Stuttgart, Germany--Although the speed, accuracy, and flexibility of conventional machine tools have improved over the years, the basic design remains unchanged--tool and workpiece are still constrained to move along linear axes. Now, this long-standing configuration has competition from hexapod (Greek, for six-footed) designs.
Instead of the usual linear axes, hexapods have six struts, arranged in pairs and comprising linear actuators. Since with the hexapod design the only forces on the machine's structure are tension and compression, it is less susceptible to bending than a conventional machine design.

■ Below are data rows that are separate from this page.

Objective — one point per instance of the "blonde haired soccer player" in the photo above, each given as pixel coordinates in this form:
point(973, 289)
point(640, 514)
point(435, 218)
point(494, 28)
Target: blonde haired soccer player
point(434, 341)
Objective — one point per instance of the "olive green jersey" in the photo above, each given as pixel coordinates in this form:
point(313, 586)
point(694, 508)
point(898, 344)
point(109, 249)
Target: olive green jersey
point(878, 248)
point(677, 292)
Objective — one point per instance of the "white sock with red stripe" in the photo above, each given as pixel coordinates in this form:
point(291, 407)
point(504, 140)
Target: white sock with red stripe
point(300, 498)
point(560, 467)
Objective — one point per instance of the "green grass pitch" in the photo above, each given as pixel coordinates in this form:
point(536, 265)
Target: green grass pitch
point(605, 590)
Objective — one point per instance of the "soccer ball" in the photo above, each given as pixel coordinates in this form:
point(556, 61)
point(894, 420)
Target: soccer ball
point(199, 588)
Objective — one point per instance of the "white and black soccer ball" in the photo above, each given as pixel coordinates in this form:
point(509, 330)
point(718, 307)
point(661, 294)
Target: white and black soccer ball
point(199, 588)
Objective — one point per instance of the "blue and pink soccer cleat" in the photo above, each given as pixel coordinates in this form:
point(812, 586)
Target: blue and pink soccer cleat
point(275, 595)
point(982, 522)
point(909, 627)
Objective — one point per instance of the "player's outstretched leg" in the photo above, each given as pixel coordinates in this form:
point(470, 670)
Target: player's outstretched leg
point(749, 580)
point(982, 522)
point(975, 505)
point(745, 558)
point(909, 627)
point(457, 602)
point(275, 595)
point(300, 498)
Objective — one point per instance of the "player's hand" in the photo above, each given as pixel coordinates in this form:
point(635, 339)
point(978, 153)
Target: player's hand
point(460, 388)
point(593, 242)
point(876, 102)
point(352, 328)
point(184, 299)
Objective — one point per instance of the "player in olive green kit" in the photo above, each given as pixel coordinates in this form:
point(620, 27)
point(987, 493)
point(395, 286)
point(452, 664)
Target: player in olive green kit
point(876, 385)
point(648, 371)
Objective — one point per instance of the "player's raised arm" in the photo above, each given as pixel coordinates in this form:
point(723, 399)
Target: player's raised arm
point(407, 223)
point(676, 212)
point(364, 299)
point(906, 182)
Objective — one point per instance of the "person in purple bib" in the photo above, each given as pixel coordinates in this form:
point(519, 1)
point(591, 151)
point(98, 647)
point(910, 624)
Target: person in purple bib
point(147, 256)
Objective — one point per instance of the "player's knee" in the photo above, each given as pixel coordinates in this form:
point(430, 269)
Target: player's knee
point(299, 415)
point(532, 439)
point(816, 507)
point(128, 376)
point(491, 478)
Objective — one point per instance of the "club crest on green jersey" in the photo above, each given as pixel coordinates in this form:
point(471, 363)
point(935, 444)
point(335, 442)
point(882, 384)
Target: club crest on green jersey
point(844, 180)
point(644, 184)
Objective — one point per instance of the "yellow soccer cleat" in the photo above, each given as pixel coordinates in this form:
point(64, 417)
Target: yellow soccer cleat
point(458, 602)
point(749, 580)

At Stuttgart University's Institute for Machine Tools, researchers have patented a hexapod design which goes one step further to provide even better stiffness behavior. Although it looks complicated at first sight, the HEXACT simply inverts three struts. These react with the other three, pulling against each other so that the struts are always under tensile loading.
The level of prestressing, therefore, can be optimized to suit the machine. This configuration reduces play, backlash, and non-linearities in the system. The design is also more compact than the usual hexapod, and with the tool head held at both ends, head stability under high acceleration is improved.
Because of the mutual prestressing effect in the struts, the axis drives are less prone to inaccuracies from thermal deformation. Better dynamic characteristics and more accurate path guidance result.
The HEXACT configuration enables five-axis machining of cubic parts, says institute professor Uwe Heisel. "HEXACT is very versatile. It can operate in both vertical and horizontal orientations and can be combined in multiple units." Apart from various types of machining operations, Heisel envisions robotic applications such as welding and assembly benefiting from this technology.